While the joy of the holiday season continues to play in the background there are parents who cry a pool of unending tears for their children lost to Chicago violence.
To date, Chicago reportedly has a total of 673 homicides. In 2016 this number was reached by December 16th. 762 homicides are on record for this time in 2016 in Chicago. One murder is too many but the fact that 89 fewer people have been murdered in Chicago is something that warrants a nod. The numbers drive policy, but what happens to these families? How do they cope year to year? What are their feelings during the holidays?
We spoke to Dana Jackson a few months ago about losing both of her sons to gun violence. We asked her how it felt knowing that both of her sons were gone. “It feels terrible. I am in a bad space right now. I have been having this recurring dream with somebody holding a gun and I’m screaming, “No! No!” Then I wake up and realize it’s a dream and reality sets in that my kids are not here anymore. I wake up in really, really bad spaces. This morning, I woke up and spazzed a little bit. My heart was in my throat. I couldn’t breathe. I keep bottles of water by the side of the bed so I can drink right away. I do it so I can catch my breath and get a grip. This is real and there is nothing I can change about it. I am truly a broken woman behind this. My spirit is hindered but I do know I have to move forward with the other kids in my life. Dillion and Raheem were my babies,” she said.
When do these cries start to matter? Have we become numb to the death? These parents have no one to turn to. We met Ms. Jackson through an organization called The Sisterhood. The Sisterhood is a group of mothers who have all experienced the loss of their child to the violence in Chicago. We spoke around Mothers Dway and asked them how they feel during these holidays with their children no longer with them.
Toneya McIntosh: I’m just ready for it to go past. I don’t want to do anything.
Sandra Cole: People have to convince me that I am still a mother. I don’t know if I should be happy when people wish me Happy Mother’s Day. I didn’t know if I should be offended. My friends and family would remind me that I’m still a mother. Even though my child is not still on earth, I gave birth to a child and I raised him. I feel so bad around this time because my baby’s birthday is May 3rd. All of his friends started posting pictures of him on his birthday. They call it Tony day. They were at the cemetery and I didn’t even know they have been going every year. It’s been 6 years since his death. I felt so guilty because I haven’t been able to return to the cemetery since he died. I think looking down at his grave will make it to real for me. I know he is dead but I can’t face the reality of it.
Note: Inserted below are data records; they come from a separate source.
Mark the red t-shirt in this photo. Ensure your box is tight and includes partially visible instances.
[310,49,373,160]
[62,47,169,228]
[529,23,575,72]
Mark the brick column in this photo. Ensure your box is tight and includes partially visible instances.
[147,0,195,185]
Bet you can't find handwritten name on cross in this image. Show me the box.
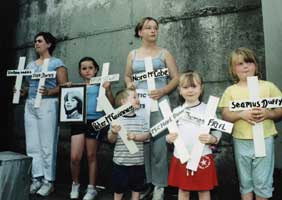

Gwen Baxter: It’s been 12 years since my son was murdered and no holiday has been the same for me. I don’t have a desire to celebrate anything. You lose that. It’s light out for all of us. There is not one mother who has been what we have been through who is going to tell you that she celebrates Mother’s day and has fun. I can say that with confidence because days like this are triggers and reminders of what happened to our children. Especially for the ones who didn’t get any justice.
Shundra Robinson: Nobody really understands what we go through. I have a husband, but this is an area he just can’t touch. The grief that you got through and the place that you go to is a place that doesn’t exist, so you need somebody to understand that and won’t think you are going crazy. Technically when something like this happens you lose your mind. When it first happens you are in the twilight zone on autopilot. When I look back over the process I ask God how I got through it. This is when I knew God is real because he walked me through the entire process because I was out of my mind. It’s an out of body experience. Your body may be moving around but your mind is somewhere else. When you talk to other mothers who have been through this they can understand how you can go from crying to smiling in a matter of a few minutes. You can go from having a good time and then there is a trigger. Your family loves you but they just don’t understand like the mothers of The Sisterhood do. I hate that they understand what I’m going through, but they do. The Sisterhood brought laughter back to me. When I found The Sisterhood I found a family, my sisters. It’s a bond that I can’t explain.
For every life taken, millions of tears are shed and parents and family members are left with a lifetime of grief because of it. 89 fewer homicides since last year is an accomplishment however the goal is to move to zero homicides each year and maybe we can begin to dry up those tears and move forward.